Bumble bee study does not affect neonicotinoid conclusions, EFSA says

News Story
4 June 2013

EFSA has identified several weaknesses in a study, published by the UK Food and Environment Research Agency (FERA), which suggested that neonicotinoid pesticides do not have a major effect on bumble bee colonies under field conditions. Given these weaknesses, the Authority considers that the study does not affect the conclusions reached by EFSA regarding risks for bees related to the use of the neonicotinoid pesticides thiamethoxam, clothianidin and imidacloprid, published in January 2013.

The Authority made the following points regarding the relevance of the study, Effects of neonicotinoid seed treatments on bumble bee colonies under field conditions (Thompson et al.), to the risk assessments published by EFSA:

  • EFSA’s assessments covered the authorised uses of a number of plant protection products containing thiamethoxam, clothianidin and imidacloprid across the European Union. The FERA study looked at only one crop – oilseed rape – and two plant protection products – one containing clothianidin, the other imidacloprid – authorised for use in the UK. Furthermore, the test sites and surrounding areas used in the FERA study reflect a small sample of agricultural conditions in the UK and cannot be considered representative of conditions in other parts of the EU.
  • Two important routes of exposure – dust and guttation – were not addressed by the FERA study.
  • In its assessments, EFSA reached conclusions mainly for honey bees, and identified a data gap for other pollinators. Field studies of bumble bees cannot be used to understand the risks to honey bees and other pollinators because of significant species differences.

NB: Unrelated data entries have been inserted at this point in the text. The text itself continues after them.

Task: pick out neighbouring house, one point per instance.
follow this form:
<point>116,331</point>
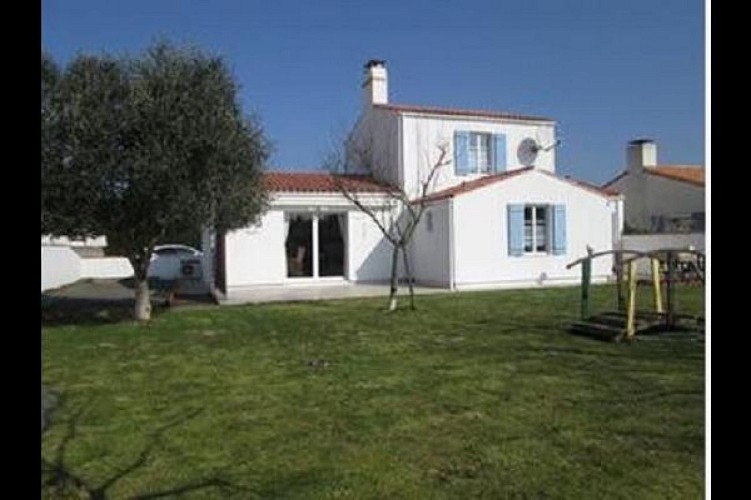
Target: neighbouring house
<point>498,215</point>
<point>660,198</point>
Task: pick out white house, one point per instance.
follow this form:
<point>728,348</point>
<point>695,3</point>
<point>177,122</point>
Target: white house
<point>660,198</point>
<point>498,215</point>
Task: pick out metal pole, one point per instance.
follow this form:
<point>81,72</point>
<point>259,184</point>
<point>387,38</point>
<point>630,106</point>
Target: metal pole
<point>631,309</point>
<point>656,284</point>
<point>586,278</point>
<point>670,289</point>
<point>619,281</point>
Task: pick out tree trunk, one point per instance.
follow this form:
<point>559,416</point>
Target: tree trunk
<point>143,300</point>
<point>410,284</point>
<point>394,278</point>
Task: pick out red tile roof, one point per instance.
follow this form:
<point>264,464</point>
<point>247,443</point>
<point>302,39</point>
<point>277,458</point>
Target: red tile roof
<point>472,185</point>
<point>604,191</point>
<point>692,174</point>
<point>614,179</point>
<point>468,186</point>
<point>323,182</point>
<point>433,110</point>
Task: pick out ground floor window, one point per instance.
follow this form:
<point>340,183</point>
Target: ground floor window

EFSA’s experts highlighted a number of other deficiencies in the report. These include:

  • Inconsistencies and contradictory statements regarding the objectives of the study.
  • Absence of suitable control bee colonies. In particular, analysis of residues in pollen and nectar showed that the “control” site had been contaminated by thiamethoxam.
  • Environmental conditions were varied across the three the test sites, which reduces the sensitivity of the study in detecting effects on colonies.

EFSA also raised concerns about how Thompson et al. elaborated and interpreted the study results to reach their conclusions.